Right to notification of correction, erasure or restriction of personal data processing
In the case of correction, erasure or restriction of processing of your personal data, you may request us to notify you about recipients of your personal data, who we have informed about such a fact, with exception of cases, when such notification is impossible or it requires a disproportionate effort.

Right to portability of personal data
In the case of personal data that are processed upon your free consent or upon an agreement, which are at the same time processed by automated means, you are entitled to transfer these data to another Controller. If technically feasible, you can also request us to transfer your personal data, which you provided us with, directly to another Controller in a structured, commonly used and machine-readable format.

Rights and freedoms of other persons must not be adversely affect by the right of data portability.

Right to object
For the purposes related to your particular situation, you are entitled to object against your personal data processing (see article 21 of GDPR), if they are processed for a public interest, within the exercise of public power or for the purposes of legitimate interests of ours or of a third party. If you raise such an objection, your data may be further processed only in the case of provable serious legitimate reasons for processing, which would override your legitimate interests or rights and freedoms or for reasons of determination or defence of legal claims.

Should we process your personal data for direct marketing purposes (including profiling, if applicable) you have the right to object to such processing at any time.
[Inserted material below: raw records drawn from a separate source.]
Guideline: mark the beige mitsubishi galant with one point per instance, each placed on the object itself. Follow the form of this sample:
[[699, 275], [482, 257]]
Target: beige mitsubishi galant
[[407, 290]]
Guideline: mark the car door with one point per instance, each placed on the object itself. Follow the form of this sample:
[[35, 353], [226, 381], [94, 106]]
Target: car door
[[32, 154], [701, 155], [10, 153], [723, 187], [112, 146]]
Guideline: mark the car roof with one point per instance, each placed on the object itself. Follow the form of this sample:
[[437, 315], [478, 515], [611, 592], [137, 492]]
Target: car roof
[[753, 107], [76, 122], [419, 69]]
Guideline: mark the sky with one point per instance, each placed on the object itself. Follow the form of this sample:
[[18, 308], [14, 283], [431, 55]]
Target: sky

However, we do not process personal data for these purposes.

Right not to be the subject of automated individual decision making, including profiling

As a personal data subject, you have the right not to be the subject of any decision based upon exclusively automated processing, including profiling, which brings legal consequences to you or which significantly affects you in a similar way.

This shall not be applied, if the decision is necessary to enter into or fulfil a contract between you and the Controller, if based upon your explicit agreement or when it is permitted by generally binding legal regulations. However, we do not make any decisions without influence of human assessment which would have legal consequences for the data subject.
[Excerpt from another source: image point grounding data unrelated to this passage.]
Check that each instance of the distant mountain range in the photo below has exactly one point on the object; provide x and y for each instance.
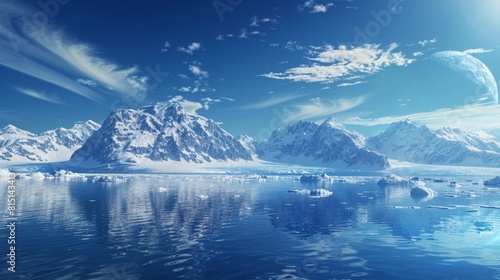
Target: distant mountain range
(330, 144)
(160, 133)
(165, 132)
(20, 146)
(407, 142)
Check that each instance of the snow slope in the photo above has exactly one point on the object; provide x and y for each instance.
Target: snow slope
(20, 146)
(163, 132)
(330, 144)
(407, 142)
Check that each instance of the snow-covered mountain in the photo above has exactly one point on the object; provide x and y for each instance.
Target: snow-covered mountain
(20, 146)
(330, 144)
(405, 141)
(159, 133)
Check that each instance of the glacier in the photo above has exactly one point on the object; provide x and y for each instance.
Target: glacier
(453, 147)
(159, 133)
(20, 146)
(329, 144)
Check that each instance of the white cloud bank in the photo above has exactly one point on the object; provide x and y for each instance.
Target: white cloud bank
(332, 64)
(48, 54)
Right to file a complaint to the supervisory authority
Without prejudice to any other means of administrative or judicial protection, you have the right to file in a complaint with any supervisory authority, especially in the state of your common place of residence, place of employment or place where the alleged infringement occurred, if you suppose that GDPR was infringed by processing of your personal data.

The Office for Personal Data Protection (OPDP) (Úřad pro ochranu osobních údajů – ÚOOÚ) is such supervisory authority in the Czech Republic. You can find contacts and further information about the office at www.uoou.cz.

You will be notified about progress of the complaint and you will be informed about its result by the supervisory authority you have filed the complaint with.

Notifying cases of personal data protection infringement
Your personal data protection is also secured by the obligation of each Controller to notify you without undue delay about infringement of your personal data protection, if there is a high probability risk to your rights and freedoms.

The above mentioned notification is, however not required pursuant to the article 34(3) of GDPR if:
the Controller has implemented due technical and organizational protective measures and such measures were used (especially such ones, which make your personal data unintelligible to anyone who is not authorized to access them, as may be encryption for instance), the Controller has taken follow-up measures, which shall ensure that the high risk to your rights and freedoms, pursuant to the paragraph above, will probably not occur or if disproportionate effort is needed.